The rapid advancement of large language models (LLMs) has opened new possibilities across various domains. However, adapting these models for specialized applications remains challenging. This thesis proposes several innovative fine-tuning strategies to address these challenges, particularly focusing on data scarcity, task alignment, and interpretability and control in specialized domains. These strategies include: 1) Customizing loss functions to reflect task-specific priorities. 2) Incorporating specialized embeddings and additional prediction heads combined with Language Modeling (LM) to further align training objectives. 3) Integrating Variational Autoencoders (VAEs) with Transformers to smooth out the embedding space for a better interpretable representation of complex data distributions, enabling the generation of new synthetic data points through sampling from the latent space.
This thesis applies and evaluates these strategies in two critical areas: online health support and cybersecurity applications.In the context of online health support, this thesis develops a novel approach for intent detection in smoking cessation support groups, addressing challenges of noisy, sparse data and overlapping intents. By fine-tuning an LLM with customized loss functions that account for intent priorities and class imbalances, this approach achieves a 95.5% accuracy across 24 intent categories, significantly outperforming existing approaches for online health group intent detection.

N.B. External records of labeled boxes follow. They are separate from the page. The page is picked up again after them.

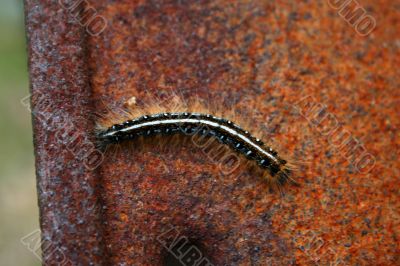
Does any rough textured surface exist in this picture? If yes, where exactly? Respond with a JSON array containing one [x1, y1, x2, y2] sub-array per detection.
[[27, 0, 400, 265]]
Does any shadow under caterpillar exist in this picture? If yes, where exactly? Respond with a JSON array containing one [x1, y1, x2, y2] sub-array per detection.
[[96, 104, 297, 189]]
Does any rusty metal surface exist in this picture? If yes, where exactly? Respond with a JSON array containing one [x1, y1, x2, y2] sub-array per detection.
[[26, 1, 400, 265]]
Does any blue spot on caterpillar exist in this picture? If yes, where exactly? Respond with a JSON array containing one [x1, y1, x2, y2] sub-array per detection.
[[97, 112, 296, 185]]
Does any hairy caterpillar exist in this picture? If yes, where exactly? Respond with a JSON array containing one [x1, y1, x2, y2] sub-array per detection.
[[96, 93, 296, 189]]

For online mental health support conversations, this thesis proposes an innovative model for generating empathetic, counseling-style reflections. Through the integration of multiple text-based empathetic factors, including emotion, intent, and three mechanisms for communicating empathy, this model enhances both context and response representations. This approach significantly improves the quality of reflective, empathetic responses, as validated through automated metrics and human evaluations. This advancement has the potential to augment online mental health support services by providing more nuanced and psychologically appropriate responses.

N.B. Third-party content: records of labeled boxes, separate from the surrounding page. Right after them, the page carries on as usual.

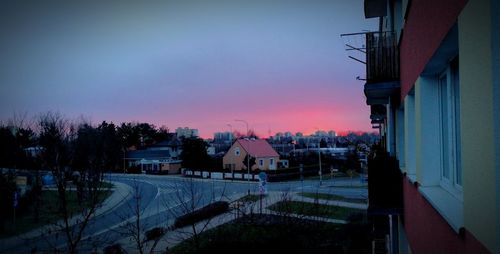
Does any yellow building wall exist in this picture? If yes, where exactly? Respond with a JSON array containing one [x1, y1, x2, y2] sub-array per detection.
[[458, 0, 494, 253], [222, 142, 247, 170], [222, 142, 279, 170]]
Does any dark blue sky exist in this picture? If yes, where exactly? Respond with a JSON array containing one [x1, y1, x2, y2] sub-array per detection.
[[0, 0, 377, 136]]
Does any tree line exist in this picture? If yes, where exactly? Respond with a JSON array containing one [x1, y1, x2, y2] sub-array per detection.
[[0, 112, 173, 171]]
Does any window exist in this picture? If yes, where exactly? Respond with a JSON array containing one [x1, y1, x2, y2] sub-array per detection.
[[438, 58, 462, 190]]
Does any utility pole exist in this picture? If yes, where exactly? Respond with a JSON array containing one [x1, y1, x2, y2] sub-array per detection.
[[235, 119, 250, 185]]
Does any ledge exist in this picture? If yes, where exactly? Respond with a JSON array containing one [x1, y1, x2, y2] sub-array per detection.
[[406, 174, 417, 184], [418, 186, 464, 233]]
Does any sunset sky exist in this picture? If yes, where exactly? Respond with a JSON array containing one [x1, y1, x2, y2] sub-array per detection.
[[0, 0, 377, 137]]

In the cybersecurity domain, this thesis presents WebTransVAE, a Transformer-based Variational Autoencoder for generating synthetic web traffic data. This model uniquely combines the strengths of Transformers in handling sequential data with VAEs' ability to create a structured latent space. By implementing techniques such as pooling, denoising, and encoder pretraining, this approach mitigates the issue of posterior collapse. Empirical evaluations demonstrate that the model successfully generates four key variables of HTTP web traffic data through latent manipulation, maintaining a validity rate of 99.6% on average for each generated variable.

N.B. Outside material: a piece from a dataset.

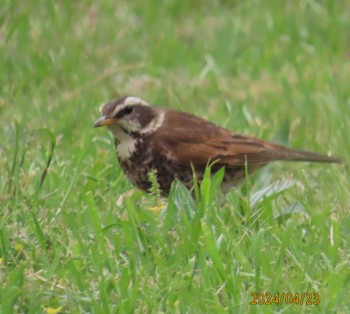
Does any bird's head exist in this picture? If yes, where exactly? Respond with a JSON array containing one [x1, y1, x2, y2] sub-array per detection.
[[95, 96, 164, 136]]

These strategies collectively demonstrate significant improvements in adapting LLMs for specialized tasks. In online health support, the enhanced models show a better understanding of user needs and context, generating higher quality counseling responses by better integrating nuances of empathetic reflective listening, potentially leading to more effective interventions. In cybersecurity, the approach enables the generation of more realistic and varied synthetic data, crucial for robust system testing and development.The methodologies presented in this thesis address core challenges of data scarcity, task alignment, and interpretability and control, establishing a framework for adapting language models to diverse specialized domains. This research offers potential solutions for other applications facing similar limitations, paving the way for more effective AI utilization in critical real-world scenarios.